Questions and Answers
Question M9TBKjpsMuwBYBlFAOqc
Question
An upstream system has been configured to pass the date for a given batch of data to the Databricks Jobs API as a parameter. The notebook to be scheduled will use this parameter to load data with the following code: df = spark.read.format(“parquet”).load(f”/mnt/source/(date)”) Which code block should be used to create the date Python variable used in the above code block?
Choices
- A: date = spark.conf.get(“date”)
- B: input_dict = input() date= input_dict[“date”]
- C: import sys date = sys.argv[1]
- D: date = dbutils.notebooks.getParam(“date”)
- E: dbutils.widgets.text(“date”, “null”) date = dbutils.widgets.get(“date”)
answer?
Answer: E Answer_ET: E Community answer E (96%) 4% Discussion
Comment 1173064 by hal2401me
- Upvotes: 10
Selected Answer: E dbutils.widget. Just passed the exam with score >80%. examtopics covers about 90% of questions. there were 5 questions I didn’t see here in examtopics.

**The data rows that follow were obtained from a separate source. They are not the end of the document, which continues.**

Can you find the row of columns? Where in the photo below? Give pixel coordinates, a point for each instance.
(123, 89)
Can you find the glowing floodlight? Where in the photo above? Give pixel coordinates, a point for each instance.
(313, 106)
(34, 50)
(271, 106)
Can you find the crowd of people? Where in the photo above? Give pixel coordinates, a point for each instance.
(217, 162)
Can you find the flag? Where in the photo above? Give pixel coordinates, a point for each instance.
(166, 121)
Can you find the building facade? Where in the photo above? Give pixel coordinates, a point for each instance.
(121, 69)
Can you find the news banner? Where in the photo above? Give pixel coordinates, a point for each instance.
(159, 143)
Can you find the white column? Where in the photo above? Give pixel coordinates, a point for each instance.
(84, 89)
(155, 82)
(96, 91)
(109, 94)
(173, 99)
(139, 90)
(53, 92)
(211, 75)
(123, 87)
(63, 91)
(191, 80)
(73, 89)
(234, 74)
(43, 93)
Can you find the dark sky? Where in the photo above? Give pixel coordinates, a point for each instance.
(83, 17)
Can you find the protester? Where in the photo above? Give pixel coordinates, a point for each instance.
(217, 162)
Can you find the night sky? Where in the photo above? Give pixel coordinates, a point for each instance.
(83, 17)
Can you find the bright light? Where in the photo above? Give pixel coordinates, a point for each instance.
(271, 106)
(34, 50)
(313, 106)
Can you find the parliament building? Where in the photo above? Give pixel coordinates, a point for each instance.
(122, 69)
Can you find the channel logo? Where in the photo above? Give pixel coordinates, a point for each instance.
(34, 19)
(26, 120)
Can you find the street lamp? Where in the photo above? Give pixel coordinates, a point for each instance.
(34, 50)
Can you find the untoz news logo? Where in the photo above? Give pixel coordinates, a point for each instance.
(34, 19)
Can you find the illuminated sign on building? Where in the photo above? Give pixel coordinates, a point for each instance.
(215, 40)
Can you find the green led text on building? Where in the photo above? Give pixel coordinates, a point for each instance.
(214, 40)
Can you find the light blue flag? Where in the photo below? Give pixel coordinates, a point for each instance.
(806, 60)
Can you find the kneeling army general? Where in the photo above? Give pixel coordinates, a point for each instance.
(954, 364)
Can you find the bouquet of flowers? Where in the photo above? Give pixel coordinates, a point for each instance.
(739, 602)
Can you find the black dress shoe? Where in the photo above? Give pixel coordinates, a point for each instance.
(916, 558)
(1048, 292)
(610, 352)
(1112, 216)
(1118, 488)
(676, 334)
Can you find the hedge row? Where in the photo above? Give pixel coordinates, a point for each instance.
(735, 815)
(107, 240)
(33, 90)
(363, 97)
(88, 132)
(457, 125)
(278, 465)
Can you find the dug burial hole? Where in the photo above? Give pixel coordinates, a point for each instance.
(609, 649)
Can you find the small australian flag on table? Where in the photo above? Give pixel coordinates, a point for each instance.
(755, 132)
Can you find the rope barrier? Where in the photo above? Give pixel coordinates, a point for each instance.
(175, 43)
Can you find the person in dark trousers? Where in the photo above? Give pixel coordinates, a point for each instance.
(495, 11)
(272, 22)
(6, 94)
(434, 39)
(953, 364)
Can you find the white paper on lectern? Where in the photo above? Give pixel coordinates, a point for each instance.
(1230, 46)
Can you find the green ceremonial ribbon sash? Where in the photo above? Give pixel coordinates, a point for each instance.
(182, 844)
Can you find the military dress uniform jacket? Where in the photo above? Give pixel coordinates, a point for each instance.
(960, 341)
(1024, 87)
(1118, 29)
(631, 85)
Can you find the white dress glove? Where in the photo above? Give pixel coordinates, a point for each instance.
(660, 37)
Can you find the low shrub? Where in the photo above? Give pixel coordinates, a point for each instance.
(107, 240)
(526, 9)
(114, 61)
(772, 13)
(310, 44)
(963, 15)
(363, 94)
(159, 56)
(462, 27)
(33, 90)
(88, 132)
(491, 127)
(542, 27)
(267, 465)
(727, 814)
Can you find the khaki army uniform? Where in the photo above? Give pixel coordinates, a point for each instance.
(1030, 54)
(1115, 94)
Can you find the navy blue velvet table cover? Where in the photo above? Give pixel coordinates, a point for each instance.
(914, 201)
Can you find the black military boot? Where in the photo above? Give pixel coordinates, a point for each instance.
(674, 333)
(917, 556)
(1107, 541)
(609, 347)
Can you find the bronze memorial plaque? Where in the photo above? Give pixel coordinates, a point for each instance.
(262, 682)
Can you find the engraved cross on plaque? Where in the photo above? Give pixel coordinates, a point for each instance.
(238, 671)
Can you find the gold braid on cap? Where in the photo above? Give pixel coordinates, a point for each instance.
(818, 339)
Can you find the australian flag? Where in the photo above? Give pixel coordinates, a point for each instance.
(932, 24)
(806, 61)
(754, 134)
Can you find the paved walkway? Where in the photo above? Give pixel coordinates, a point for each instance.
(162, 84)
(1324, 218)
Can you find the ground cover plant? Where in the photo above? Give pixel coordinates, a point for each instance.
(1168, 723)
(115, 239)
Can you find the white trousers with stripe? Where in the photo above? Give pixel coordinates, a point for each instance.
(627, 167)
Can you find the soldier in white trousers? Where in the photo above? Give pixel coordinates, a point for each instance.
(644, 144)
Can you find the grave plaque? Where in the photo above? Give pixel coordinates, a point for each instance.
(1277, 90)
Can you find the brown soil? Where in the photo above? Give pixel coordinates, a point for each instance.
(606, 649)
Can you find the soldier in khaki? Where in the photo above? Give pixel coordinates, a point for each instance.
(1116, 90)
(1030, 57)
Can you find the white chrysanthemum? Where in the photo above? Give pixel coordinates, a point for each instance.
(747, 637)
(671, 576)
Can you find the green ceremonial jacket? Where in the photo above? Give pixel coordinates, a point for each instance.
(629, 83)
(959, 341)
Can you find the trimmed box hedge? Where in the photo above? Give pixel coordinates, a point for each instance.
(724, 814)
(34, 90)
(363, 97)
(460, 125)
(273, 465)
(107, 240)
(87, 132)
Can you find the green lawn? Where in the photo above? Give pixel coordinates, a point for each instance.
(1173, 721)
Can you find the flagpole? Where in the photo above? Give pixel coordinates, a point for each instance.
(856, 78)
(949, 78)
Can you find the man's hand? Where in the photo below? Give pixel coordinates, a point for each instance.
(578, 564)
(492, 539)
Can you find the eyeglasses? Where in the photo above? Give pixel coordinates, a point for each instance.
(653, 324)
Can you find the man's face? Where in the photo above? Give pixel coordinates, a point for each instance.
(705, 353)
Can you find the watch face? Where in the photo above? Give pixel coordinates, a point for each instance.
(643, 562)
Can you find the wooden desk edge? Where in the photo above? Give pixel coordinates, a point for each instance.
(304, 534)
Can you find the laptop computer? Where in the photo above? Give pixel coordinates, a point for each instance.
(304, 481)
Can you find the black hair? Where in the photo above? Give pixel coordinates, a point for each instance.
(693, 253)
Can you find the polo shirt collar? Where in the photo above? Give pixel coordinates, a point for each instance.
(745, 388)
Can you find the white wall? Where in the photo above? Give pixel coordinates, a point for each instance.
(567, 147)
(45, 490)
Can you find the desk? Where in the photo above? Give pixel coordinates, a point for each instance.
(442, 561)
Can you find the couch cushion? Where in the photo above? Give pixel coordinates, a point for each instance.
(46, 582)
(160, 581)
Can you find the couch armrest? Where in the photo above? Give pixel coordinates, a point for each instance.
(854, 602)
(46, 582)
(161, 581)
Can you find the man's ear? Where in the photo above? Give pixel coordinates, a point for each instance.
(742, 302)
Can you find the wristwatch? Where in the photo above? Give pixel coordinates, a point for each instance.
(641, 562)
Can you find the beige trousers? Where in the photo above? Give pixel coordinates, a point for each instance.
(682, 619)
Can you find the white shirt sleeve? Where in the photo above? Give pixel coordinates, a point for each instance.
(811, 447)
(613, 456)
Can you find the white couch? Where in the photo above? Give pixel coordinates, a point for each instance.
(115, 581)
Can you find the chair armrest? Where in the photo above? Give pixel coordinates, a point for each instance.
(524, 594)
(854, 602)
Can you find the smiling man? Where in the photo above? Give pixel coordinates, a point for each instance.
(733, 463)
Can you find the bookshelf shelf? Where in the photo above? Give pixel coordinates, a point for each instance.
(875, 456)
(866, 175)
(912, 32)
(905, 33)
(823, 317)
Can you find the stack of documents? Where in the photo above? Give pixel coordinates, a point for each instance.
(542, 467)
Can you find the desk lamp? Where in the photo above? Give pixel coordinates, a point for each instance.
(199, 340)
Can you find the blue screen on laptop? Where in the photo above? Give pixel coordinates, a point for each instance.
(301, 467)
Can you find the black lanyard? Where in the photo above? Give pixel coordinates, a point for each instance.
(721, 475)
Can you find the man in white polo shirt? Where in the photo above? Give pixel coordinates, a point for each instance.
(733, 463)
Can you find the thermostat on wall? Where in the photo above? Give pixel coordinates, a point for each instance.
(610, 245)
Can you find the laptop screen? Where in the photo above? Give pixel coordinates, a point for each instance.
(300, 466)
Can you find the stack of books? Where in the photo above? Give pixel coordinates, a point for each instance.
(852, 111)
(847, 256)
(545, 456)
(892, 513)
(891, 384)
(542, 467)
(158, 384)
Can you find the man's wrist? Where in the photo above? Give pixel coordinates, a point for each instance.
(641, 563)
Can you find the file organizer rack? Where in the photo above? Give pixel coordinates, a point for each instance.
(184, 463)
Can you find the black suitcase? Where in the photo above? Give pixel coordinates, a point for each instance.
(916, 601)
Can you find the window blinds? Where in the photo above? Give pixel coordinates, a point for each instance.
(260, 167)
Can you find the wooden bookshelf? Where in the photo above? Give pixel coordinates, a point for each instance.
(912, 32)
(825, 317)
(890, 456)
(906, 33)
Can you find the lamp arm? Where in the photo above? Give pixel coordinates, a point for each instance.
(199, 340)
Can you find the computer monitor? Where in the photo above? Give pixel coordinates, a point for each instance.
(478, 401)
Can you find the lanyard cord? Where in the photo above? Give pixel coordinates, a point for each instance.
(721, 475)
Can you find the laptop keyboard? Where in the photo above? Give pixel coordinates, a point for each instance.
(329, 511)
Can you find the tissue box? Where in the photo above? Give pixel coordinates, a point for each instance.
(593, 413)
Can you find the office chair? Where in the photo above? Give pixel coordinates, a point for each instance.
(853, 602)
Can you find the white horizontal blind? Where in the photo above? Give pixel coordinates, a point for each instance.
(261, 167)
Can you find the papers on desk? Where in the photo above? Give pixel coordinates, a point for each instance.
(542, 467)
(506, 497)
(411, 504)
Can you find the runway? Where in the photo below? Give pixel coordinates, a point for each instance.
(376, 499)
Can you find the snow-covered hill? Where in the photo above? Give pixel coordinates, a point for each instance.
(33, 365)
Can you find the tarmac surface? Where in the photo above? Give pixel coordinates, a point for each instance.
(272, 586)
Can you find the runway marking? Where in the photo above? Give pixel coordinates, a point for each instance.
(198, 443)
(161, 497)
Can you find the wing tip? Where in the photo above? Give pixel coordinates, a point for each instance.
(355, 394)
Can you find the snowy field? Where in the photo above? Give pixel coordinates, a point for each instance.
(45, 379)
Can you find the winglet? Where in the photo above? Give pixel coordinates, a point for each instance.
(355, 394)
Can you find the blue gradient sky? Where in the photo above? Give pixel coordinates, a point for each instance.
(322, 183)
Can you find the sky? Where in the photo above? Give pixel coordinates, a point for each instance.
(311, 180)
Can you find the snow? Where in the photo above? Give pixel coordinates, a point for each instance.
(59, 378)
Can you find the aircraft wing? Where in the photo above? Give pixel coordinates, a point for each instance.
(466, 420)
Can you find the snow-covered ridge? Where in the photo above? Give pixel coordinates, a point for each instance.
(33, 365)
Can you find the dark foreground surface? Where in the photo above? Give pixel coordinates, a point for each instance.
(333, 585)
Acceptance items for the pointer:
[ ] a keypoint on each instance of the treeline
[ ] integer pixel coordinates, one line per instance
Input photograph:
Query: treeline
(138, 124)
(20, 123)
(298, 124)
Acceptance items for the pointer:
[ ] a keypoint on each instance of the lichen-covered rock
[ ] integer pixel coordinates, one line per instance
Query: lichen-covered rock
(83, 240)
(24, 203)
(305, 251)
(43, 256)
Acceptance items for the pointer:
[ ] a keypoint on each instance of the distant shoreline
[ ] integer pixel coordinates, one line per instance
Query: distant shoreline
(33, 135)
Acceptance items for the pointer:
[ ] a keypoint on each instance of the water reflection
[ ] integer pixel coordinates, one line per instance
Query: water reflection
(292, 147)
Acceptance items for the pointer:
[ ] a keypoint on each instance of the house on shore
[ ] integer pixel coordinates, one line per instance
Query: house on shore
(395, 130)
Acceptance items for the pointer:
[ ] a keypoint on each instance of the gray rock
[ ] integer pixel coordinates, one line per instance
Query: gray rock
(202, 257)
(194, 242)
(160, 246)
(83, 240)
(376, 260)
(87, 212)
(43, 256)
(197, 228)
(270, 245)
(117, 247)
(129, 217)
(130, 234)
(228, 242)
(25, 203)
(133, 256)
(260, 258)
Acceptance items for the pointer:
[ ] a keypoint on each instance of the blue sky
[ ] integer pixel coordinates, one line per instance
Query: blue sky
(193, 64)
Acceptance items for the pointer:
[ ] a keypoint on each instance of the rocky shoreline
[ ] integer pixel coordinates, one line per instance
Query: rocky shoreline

But friends, you need to look at the discussions, and do test yourself. many answers provided here, even most voted answer, does NOT exists anymore in the exam - not the question, but the answer. Wish you all good luck, friends!
Comment 1410425 by ultimomassimo
- Upvotes: 1
Selected Answer: E E 100% There is no such thing as dbutils.notebooks.getParam, so no idea why some halfwits suggest D…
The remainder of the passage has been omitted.